For 18 years, a destructive post-9/11 policy has been used as a “blank check” for unjust US wars worldwide: the Authorization for Use of Military Force (AUMF).

From bombings in Afghanistan and Syria to detentions in Guantanamo Bay, the 2001 AUMF has served as a political cover for endless US war.

And now, the US stands at the brink of launching an armed attack on Iran. This follows months of tactics by the US to escalate tension, including its withdrawal from the Iran nuclear deal, deployment of an additional 1,000 US troops to the Middle East, and the imposition of sweeping sanctions, including a new round just this week. These sanctions, which already impact 80% of the Iranian economy according to the Trump administration, are deeply harming the Iranian people — pricing basics like food and fuel out of the reach of ordinary families. In essence, the US has already declared war.

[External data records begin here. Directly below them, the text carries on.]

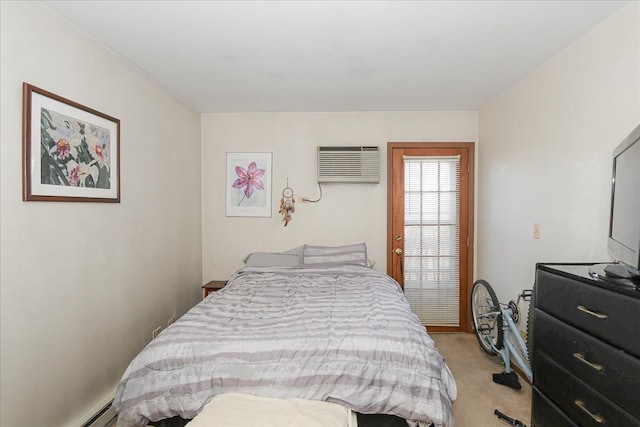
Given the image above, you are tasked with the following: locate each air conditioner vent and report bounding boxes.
[318,147,380,184]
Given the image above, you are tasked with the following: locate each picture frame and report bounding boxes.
[225,153,272,217]
[22,82,120,203]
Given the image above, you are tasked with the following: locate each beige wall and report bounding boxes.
[476,2,640,300]
[0,1,201,427]
[0,1,640,427]
[202,112,477,280]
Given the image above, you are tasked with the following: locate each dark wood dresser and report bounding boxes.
[531,264,640,427]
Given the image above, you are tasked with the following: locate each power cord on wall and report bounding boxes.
[300,183,322,203]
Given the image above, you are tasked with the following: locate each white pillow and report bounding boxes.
[302,243,368,266]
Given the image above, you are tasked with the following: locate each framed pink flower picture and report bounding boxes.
[225,153,272,217]
[22,83,120,203]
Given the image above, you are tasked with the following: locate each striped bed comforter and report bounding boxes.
[113,264,456,427]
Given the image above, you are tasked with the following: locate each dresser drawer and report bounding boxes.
[534,352,640,427]
[533,309,640,418]
[531,387,577,427]
[536,270,640,357]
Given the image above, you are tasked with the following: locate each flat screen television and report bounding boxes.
[604,125,640,282]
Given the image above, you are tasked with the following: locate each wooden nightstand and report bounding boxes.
[202,280,227,298]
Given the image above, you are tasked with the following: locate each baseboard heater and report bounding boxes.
[82,401,118,427]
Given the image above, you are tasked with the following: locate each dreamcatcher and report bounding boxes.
[278,179,296,227]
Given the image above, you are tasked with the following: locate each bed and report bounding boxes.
[113,244,456,427]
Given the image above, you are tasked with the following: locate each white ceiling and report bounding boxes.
[44,0,627,112]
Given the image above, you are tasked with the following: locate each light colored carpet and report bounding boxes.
[430,333,531,427]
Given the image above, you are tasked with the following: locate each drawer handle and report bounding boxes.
[578,305,609,319]
[574,400,604,424]
[573,353,603,371]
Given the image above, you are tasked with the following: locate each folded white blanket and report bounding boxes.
[186,393,358,427]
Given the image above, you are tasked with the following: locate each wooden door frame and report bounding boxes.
[387,142,475,333]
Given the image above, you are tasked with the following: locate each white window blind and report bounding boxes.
[403,156,460,326]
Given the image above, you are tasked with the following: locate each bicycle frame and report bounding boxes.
[498,308,533,382]
[481,307,533,382]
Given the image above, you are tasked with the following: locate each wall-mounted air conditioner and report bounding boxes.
[318,147,380,184]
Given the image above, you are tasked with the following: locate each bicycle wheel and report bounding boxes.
[471,279,504,355]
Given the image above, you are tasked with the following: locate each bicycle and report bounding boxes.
[471,279,534,389]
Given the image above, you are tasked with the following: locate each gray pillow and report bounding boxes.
[244,252,300,267]
[302,243,368,266]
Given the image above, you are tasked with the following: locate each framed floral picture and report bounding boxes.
[22,83,120,203]
[225,153,272,217]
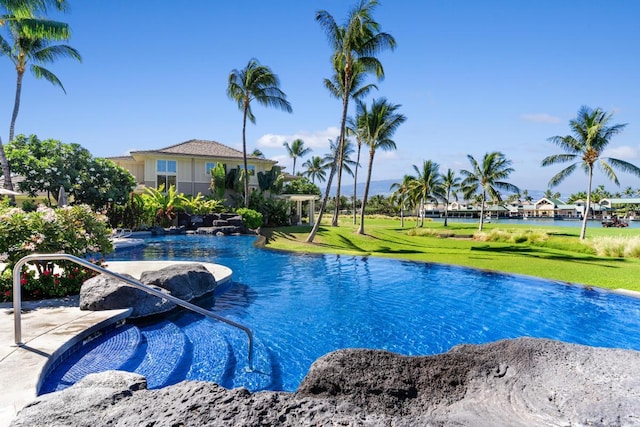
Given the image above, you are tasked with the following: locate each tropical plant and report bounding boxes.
[389,175,415,228]
[0,7,82,142]
[282,138,312,175]
[460,151,520,231]
[357,98,407,234]
[306,0,396,242]
[209,162,227,200]
[142,184,181,227]
[227,59,292,207]
[409,160,444,227]
[236,208,262,230]
[0,0,69,194]
[542,106,640,240]
[302,156,327,184]
[441,169,460,227]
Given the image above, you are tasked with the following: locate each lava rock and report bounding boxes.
[12,338,640,427]
[79,274,176,318]
[140,263,216,301]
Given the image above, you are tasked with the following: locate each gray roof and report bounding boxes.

The Trump administration is looking to use the AUMF to justify a military attack on Iran. Trump officials have even tried to build their case by making claims to Congress about purported ties between Iran and Al Qaeda.

On June 19, progressive policymakers in Congress dealt a blow to this damaging policy doctrine, with the US House of Representatives voting to sunset the AUMF in eight months. This vote, which was part of a broader Department of Defense appropriations bill addressing military and foreign policy spending, marks the first time the House has successfully passed a repeal of the 2001 AUMF — and offers one way to limit the possibility of a catastrophic war with Iran.

The next step will be a vote in the Senate. As we gear up for that, here’s what you need to know to explain just what the AUMF is — and what damage it has already done.

What is the AUMF?

On September 18, 2001, President Bush signed the Authorization for Use of Military Force (AUMF) into law in response to the 9/11 attacks. The law gave the President the authority to use all "necessary and appropriate force" against those whom he determines "planned, authorized, committed or aided" the attacks, or who “harbored such organizations or persons” in order to prevent future acts of international terrorism against the US.

The 2001 AUMF went far beyond authorizing action against those responsible for the September 11th terrorist attacks. Without time limits, it has continuously been used to support the expansion of the “war on terror” without Congressional approval.

For the past 18 years, Presidents Bush, Obama, and now Trump have used the 2001 AUMF to justify military operations in 14 countries. For instance, the AUMF has been used as a basis for the longest running war in US history in Afghanistan, cited by Obama as backing for a military campaign in Syria to target ISIS, and interpreted even more broadly by the Trump administration to include force to defend the US and its partners in their fight against ISIS. In Syria, Trump has launched military strikes that only deepened the violence that communities face.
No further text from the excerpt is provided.